Le logo nutritionnel simplifié au triple objectif
Au niveau européen, l’étiquetage nutritionnel s’appuie sur le Règlement européen n° 1169/2011, dit « INCO » (information du consommateur) qui rend obligatoire un affichage de la composition nutritionnelle des denrées alimentaires sur les emballages. Dans ce cadre, le ministère des Solidarités et de la Santé a souhaité la mise en place d’un logo nutritionnel simplifié sur les denrées alimentaires, à l’avant des emballages. Le décret n° 2016-980 de 2016, inclus dans la loi sur la modernisation du système de santé, a fixé un cadre pour la création d’un tel dispositif. Le logo 5C, qui correspond aujourd’hui au Nutri-score, est le fruit des travaux de l’équipe du Pr Serge Hercberg ainsi que de l’expertise de l’Agence nationale de sécurité sanitaire, de l’environnement et du travail (Anses) et du Haut conseil de la santé publique (HCSP).
Le Nutri-score a été adopté officiellement par arrêté interministériel le 31 octobre 2017, après une phase de test en conditions réelles. Il est basé sur une échelle de cinq couleurs : du vert foncé au orange foncé (Figure 1). Il est associé à des lettres allant de A, pour les denrées de meilleure qualité nutritionnelle, à E, pour celles de moins bonne qualité nutritionnelle, dans le but d’optimiser son accessibilité et sa compréhension par le consommateur. Il repose sur le score de qualité nutritionnelle de la Food Standard Agency (FSA) et, selon l’État, serait corrélé aux recommandations du programme national nutrition santé (PNNS).

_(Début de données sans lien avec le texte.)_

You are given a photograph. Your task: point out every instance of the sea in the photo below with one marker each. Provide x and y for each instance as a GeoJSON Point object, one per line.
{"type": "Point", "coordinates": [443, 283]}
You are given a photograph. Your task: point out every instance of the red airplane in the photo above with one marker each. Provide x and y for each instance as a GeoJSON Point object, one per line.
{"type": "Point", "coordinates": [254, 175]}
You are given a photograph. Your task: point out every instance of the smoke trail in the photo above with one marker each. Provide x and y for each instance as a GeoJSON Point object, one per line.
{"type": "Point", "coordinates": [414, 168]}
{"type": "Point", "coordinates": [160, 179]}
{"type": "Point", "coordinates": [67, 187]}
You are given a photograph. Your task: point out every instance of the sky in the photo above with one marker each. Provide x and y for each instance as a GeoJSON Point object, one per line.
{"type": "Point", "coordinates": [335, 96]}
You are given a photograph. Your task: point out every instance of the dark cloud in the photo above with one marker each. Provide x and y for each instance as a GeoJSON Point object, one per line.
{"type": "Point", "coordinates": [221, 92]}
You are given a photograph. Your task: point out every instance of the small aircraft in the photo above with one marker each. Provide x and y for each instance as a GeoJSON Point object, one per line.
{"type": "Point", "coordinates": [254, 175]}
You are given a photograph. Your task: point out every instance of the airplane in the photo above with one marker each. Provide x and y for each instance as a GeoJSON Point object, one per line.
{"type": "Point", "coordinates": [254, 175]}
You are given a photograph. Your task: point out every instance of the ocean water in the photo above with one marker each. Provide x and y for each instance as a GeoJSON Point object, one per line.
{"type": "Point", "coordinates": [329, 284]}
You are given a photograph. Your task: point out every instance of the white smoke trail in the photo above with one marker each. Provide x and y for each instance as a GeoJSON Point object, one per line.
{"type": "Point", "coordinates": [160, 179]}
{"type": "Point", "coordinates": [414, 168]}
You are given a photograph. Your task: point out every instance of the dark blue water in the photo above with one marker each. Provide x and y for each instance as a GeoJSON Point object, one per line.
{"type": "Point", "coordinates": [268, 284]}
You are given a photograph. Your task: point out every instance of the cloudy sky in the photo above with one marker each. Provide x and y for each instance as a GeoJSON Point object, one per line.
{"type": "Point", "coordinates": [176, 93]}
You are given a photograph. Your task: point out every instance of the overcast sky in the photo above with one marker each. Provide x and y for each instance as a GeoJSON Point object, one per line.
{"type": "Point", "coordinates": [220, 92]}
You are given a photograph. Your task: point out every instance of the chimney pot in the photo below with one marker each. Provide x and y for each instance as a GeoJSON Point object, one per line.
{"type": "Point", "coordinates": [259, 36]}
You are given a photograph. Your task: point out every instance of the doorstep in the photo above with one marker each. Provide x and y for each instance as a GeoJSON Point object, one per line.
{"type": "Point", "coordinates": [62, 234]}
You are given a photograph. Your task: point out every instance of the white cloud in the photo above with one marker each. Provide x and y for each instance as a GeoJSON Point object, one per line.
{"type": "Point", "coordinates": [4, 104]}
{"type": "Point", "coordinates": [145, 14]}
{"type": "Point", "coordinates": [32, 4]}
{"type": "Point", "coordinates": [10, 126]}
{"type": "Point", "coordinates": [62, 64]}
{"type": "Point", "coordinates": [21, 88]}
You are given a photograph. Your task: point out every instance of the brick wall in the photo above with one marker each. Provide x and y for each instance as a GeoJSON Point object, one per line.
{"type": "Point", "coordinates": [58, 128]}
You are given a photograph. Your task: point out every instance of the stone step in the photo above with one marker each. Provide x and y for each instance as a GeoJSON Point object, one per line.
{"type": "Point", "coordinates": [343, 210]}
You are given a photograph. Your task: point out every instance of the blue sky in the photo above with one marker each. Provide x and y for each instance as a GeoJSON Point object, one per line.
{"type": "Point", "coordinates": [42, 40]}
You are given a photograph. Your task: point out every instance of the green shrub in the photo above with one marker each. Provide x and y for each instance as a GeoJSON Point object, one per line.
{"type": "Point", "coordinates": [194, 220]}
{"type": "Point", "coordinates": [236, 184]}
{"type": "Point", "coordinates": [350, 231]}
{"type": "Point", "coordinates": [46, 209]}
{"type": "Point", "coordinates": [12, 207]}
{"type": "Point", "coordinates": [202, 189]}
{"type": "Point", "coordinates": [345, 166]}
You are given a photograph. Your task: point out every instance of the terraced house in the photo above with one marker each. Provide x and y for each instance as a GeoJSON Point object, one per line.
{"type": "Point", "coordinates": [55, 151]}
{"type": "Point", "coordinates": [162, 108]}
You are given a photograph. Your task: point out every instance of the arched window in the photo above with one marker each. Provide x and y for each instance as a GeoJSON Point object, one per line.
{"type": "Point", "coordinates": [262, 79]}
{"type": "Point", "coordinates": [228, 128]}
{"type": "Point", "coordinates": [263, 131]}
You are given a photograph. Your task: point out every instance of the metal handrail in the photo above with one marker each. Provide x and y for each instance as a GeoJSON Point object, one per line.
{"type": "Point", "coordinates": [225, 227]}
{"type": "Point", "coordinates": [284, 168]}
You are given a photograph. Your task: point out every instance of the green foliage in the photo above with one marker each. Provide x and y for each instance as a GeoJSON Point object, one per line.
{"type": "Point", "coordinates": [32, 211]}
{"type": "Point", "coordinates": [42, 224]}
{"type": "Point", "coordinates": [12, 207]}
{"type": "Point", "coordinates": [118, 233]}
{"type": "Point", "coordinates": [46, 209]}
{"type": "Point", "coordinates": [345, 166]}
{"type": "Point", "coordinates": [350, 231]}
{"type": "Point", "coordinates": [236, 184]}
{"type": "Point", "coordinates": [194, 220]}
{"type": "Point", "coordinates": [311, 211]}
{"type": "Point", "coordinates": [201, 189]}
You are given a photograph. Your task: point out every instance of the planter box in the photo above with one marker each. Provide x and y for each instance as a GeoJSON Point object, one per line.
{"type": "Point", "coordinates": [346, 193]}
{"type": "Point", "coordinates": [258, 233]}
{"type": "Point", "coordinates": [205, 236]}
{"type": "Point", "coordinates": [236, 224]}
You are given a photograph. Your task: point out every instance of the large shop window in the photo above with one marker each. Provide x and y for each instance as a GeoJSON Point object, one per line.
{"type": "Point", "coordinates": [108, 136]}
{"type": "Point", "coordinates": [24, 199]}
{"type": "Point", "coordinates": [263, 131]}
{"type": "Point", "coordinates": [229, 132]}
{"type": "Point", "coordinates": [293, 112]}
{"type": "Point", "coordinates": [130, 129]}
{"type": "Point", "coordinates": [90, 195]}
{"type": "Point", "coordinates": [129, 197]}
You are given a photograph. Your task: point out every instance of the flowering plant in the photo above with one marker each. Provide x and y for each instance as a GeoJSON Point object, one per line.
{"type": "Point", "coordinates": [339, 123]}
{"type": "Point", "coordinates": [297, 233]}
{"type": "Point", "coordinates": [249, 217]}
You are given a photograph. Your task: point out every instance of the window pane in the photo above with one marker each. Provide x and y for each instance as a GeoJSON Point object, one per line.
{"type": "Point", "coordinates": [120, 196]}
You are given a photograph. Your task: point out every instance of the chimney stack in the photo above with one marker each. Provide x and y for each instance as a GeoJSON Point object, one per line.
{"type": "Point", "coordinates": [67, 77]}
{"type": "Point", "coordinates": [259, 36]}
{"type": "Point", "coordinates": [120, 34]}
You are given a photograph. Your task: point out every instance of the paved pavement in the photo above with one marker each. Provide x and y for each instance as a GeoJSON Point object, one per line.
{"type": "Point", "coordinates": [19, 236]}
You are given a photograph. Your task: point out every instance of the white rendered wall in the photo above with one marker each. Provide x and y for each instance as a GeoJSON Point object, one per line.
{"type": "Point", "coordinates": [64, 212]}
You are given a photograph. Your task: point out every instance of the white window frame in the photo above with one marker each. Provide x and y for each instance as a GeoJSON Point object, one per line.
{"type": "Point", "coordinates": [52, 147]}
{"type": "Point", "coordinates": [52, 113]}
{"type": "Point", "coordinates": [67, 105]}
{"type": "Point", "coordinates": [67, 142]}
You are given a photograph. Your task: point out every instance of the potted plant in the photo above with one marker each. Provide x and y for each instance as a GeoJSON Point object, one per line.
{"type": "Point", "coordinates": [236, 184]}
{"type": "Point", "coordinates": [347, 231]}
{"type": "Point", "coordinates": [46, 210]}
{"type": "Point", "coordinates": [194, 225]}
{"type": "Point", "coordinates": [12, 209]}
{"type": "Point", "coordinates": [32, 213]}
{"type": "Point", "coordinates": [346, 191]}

De plus, le logo est attribué sur la base d’un score prenant en compte, pour 100 g ou 100 ml de produit, la teneur en i) nutriments et aliments à favoriser (fibres, protéines, fruits, légumes, légumineuses, fruits à coques, huile de colza, de noix et d’olive) ; ii) nutriments à limiter (nutriments trop énergétiques, acides gras saturés, sucres et sel). Après calcul, le score obtenu permet d’attribuer une lettre et une couleur au produit. Nutri-score est une marque gérée par Santé publique France, que les entreprises peuvent demander et apposer sur leurs produits de manière volontaire.

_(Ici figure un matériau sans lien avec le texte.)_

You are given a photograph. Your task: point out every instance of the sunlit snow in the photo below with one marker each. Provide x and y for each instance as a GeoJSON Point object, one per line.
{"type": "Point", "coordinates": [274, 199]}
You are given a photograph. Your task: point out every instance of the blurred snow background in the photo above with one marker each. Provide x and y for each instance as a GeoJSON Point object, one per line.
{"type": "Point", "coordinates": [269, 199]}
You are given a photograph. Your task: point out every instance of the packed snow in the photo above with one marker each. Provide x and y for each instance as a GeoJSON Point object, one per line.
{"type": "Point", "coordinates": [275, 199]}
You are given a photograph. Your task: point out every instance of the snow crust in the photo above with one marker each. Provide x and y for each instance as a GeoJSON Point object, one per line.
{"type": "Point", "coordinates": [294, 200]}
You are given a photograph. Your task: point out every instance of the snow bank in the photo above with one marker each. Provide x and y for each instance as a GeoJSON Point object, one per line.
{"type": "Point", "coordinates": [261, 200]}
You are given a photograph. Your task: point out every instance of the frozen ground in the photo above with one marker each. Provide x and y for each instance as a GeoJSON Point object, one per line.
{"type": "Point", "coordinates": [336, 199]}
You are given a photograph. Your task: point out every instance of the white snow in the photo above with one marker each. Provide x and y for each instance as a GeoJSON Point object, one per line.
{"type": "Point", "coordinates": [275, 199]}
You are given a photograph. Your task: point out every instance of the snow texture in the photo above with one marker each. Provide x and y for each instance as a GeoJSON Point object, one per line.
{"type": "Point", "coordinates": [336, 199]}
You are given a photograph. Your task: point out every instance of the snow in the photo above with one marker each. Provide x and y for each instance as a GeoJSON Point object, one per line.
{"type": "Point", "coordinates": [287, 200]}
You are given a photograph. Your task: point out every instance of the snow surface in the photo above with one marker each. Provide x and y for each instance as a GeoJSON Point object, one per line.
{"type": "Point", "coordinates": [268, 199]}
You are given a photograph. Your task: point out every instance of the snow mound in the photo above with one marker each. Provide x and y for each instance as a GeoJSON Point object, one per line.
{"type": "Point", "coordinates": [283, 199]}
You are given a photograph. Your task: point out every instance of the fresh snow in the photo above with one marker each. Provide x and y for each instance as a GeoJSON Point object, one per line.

Le déploiement du Nutri-score répond à un triple objectif :
1. permettre aux consommateurs d’appréhender d’un seul coup d’œil la qualité nutritionnelle des aliments ;
2. inciter les industriels à innover et reformuler leurs produits pour améliorer la qualité nutritionnelle de l’offre alimentaire ;
3. faciliter le conseil nutritionnel par les professionnels de santé.
Le suivi de son déploiement a été confié à l’observatoire de la qualité de l’alimentation (Oqali), appuyé par l’Anses et l’Institut national de recherche pour l’agriculture, l’alimentation et l’environnement (Inrae). La France est le seul pays à faire le suivi du Nutri-score actuellement, parmi les sept pays européens qui l’ont adopté et se sont engagés dans son déploiement (Luxembourg, Espagne, Pays-Bas, Allemagne, Belgique et Suisse).
Une adoption sur fond de controverses
Son adoption n’a pas été un processus linéaire et consensuel. En effet, elle a fait l’objet d’une controverse à la fois juridique, institutionnelle et scientifique comme le souligne le sociologue Daniel Benamouzig . Sur le plan juridique, la controverse questionne l’articulation des décisions prises entre échelons national et européen, d’autant que le Nutri-score n’a pas pu être rendu obligatoire en France malgré le lobbying des associations de consommateurs.
Sur le plan institutionnel, son adoption a fait éclore de vifs débats entre acteurs publics et privés, les industriels étant eux-mêmes très divisés sur la question. Malgré tout, le groupe de travail sous l’égide de la direction générale de la santé était équilibré (représentants du monde de la santé, professionnels de l’agroalimentaire, et de la société civile), ce « qui a permis de dégager des majorités dans la prise de décision » (Andrault, 2021).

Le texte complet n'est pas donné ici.